Listing 18.1. A Sample XML Document Containing Vehicle Data
1: <?xml version="1.0"?> 2: 3: <vehicles> 4: <vehicle year="2004" make="Acura" model="3.2TL"> 5: <mileage>13495</mileage> 6: <color>green</color> 7: <price>33900</price> 8: <options> 9: <option>navigation system</option> 10: <option>heated seats</option> 11: </options> 12: </vehicle> 13: 14: <vehicle year="2005" make="Acura" model="3.2TL"> 15: <mileage>07541</mileage> 16: <color>white</color> 17: <price>33900</price> 18: <options> 19: <option>spoiler</option> 20: <option>ground effects</option> 21: </options> 22: </vehicle> 23: 24: <vehicle year="2004" make="Acura" model="3.2TL"> 25: <mileage>18753</mileage> 26: <color>white</color> 27: <price>32900</price> 28: <options /> 29: </vehicle> 30: </vehicles>
Now let's take a look at some simple XQuery queries that can be used to retrieve data from that document. The syntax for XQuery is very lean, and in fact borrows heavily from a related technology called XPath; you learn a great deal more about XPath in Addressing And Linking XML Documents, "Addressing and Linking XML Documents." As an example, the query that retrieves all of the color elements from the document is:
for $c in //color return $c
This query returns the following:
<?xml version="1.0" encoding="UTF-8"?> <color>green</color> <color>white</color> <color>white</color>
The queries are intended to be typed into an application that supports XQuery, or to be used within XQuery queries that are passed into an XQuery processor. The results of the query are displayed afterward, to show what would be returned.

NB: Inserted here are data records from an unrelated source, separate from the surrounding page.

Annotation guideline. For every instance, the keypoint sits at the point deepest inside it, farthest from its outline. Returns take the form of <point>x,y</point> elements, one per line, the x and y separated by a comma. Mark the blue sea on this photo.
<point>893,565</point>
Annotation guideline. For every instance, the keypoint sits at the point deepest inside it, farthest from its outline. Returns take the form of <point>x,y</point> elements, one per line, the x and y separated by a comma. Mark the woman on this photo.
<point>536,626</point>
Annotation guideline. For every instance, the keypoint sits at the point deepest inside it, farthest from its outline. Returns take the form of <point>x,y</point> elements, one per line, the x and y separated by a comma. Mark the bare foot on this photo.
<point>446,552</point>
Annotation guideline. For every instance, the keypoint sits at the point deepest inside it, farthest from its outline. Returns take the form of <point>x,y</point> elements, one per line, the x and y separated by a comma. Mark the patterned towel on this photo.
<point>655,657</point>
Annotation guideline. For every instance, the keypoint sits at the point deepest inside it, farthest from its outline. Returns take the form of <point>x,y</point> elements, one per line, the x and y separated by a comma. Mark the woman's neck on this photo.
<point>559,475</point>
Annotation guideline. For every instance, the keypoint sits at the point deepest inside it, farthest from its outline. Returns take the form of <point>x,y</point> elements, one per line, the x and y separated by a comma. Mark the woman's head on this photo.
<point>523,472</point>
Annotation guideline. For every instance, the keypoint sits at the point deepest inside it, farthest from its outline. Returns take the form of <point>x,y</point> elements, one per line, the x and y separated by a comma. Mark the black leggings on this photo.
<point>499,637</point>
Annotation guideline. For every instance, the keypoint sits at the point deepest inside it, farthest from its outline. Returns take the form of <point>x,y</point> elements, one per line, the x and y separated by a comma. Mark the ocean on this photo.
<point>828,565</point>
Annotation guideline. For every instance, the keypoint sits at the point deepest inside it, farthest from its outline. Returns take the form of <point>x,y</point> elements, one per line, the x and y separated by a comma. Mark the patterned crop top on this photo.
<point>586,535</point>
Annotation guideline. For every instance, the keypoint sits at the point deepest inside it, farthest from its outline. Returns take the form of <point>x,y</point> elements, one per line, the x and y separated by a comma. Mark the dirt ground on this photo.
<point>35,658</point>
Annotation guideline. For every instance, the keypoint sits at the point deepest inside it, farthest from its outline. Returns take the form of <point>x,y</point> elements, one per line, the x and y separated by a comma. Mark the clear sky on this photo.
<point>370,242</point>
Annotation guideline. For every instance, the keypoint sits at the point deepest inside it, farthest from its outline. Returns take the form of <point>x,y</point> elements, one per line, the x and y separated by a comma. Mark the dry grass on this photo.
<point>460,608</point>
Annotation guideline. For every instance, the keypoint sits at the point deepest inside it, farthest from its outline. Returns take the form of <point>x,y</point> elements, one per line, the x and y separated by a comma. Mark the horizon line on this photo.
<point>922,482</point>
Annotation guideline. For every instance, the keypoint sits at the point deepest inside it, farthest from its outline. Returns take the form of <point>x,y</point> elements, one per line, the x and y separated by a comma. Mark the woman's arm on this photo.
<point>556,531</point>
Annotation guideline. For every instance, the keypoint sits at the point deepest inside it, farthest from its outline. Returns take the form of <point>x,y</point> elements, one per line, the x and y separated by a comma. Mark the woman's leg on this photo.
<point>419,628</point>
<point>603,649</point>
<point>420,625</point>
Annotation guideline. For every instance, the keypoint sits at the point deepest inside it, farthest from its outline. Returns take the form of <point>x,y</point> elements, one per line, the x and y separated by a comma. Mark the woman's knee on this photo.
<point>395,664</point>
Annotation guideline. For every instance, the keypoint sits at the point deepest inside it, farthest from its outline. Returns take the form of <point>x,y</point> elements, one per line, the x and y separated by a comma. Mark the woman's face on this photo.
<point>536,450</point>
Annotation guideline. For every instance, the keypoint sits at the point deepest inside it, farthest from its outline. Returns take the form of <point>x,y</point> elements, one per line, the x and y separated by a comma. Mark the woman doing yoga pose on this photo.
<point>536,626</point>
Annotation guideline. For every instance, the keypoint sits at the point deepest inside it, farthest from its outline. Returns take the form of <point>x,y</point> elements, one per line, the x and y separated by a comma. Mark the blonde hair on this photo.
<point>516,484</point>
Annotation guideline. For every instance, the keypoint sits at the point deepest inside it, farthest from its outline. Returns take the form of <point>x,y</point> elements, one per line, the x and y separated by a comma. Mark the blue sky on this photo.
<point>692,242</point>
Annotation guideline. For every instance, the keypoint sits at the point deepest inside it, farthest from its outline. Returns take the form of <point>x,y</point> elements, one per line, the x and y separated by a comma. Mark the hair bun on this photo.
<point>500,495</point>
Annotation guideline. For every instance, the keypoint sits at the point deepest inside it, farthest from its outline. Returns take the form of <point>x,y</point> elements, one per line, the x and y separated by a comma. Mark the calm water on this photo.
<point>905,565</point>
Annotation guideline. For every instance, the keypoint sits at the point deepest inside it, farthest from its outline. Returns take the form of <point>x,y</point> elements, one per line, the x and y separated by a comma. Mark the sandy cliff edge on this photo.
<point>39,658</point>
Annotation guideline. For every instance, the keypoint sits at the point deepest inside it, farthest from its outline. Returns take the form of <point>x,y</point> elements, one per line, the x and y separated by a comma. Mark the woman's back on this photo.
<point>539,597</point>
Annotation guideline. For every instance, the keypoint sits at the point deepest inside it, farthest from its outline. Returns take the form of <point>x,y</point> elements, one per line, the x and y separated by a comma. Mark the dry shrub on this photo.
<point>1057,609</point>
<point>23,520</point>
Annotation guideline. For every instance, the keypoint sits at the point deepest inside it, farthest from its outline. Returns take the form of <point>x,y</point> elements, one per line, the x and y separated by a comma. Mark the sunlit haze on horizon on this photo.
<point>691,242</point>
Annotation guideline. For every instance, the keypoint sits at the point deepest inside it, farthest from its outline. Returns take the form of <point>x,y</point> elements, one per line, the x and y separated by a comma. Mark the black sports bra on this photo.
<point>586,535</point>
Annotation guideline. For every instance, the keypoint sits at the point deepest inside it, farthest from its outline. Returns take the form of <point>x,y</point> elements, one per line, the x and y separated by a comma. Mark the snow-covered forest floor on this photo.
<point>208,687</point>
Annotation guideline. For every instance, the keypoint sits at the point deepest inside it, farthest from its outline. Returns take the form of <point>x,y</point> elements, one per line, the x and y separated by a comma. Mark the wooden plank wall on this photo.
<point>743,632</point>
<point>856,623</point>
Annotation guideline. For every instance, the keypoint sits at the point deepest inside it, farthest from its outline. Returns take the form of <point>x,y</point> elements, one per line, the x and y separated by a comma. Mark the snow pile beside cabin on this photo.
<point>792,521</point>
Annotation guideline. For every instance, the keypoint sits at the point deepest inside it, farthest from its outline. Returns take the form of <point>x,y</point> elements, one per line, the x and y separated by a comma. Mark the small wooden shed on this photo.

This query asks to return all of the child elements named color
in the document. The //
operator is used to return elements anywhere below another element, which in this case indicates that all color
elements in the document should be returned. You could have just as easily coded this example as:
for $c in vehicles/vehicle/color return $c
The $c
in these examples serves as a variable, or placeholder, that holds the results of the query. You can think of the query results as a loop where each matching element is grabbed one after the next. In this case, all you're doing is returning the results for further processing or for writing to an XML document.
If you're familiar with the for
loop in a programming language such as BASIC, Java, or C++, the for
construct in XQuery won't be entirely foreign, even if it doesn't involve setting up a counter as in traditional for
loops.
As the previous code reveals, a /
at the beginning of a query string indicates the root level of the document structure or a relative folder level separation. For example, the query that follows wouldn't return anything because color
is not the root level element of the document.
/color
All of this node addressing syntax is technically part of XPath, which makes up a considerable part of the XQuery technology. You learn a great deal more about the ins and outs of XPath in Addressing And Linking XML Documents. As you can see, aside from a few wrinkles, requesting elements from an XML document using XQuery/XPath isn't all that different from locating files in a file system using a command shell.
In XQuery/XPath, expressions within square brackets ([]) are subqueries. Those expressions are not used to retrieve elements themselves but to qualify the elements that are retrieved. For example, a query such as
//vehicle/color
retrieves color
elements that are children of vehicle
elements. On the other hand, this query
//vehicle[color]
retrieves vehicle
elements that have a color
element as a child. Subqueries are particularly useful when you use them with filters to write very specific queries.
Querying with Wildcards
Continuing along with the vehicle code example, let's say you want to find all of the option
elements that are grandchildren of the vehicle
element. To get them all from the sample document, you could just use the query vehicles/vehicle/options/option
. However, let's say that you didn't know that the intervening element was options
or that there were other elements that could intervene between vehicle
and option
. In that case, you could use the following query:
for $o in vehicles/vehicle/*/option return $o
Following are the results of this query:
<?xml version="1.0" encoding="UTF-8"?> <option>navigation system</option> <option>heated seats</option> <option>spoiler</option> <option>ground effects</option>
The wildcard (*
) matches any element. You can also use it at the end of a query to match all the children of a particular element.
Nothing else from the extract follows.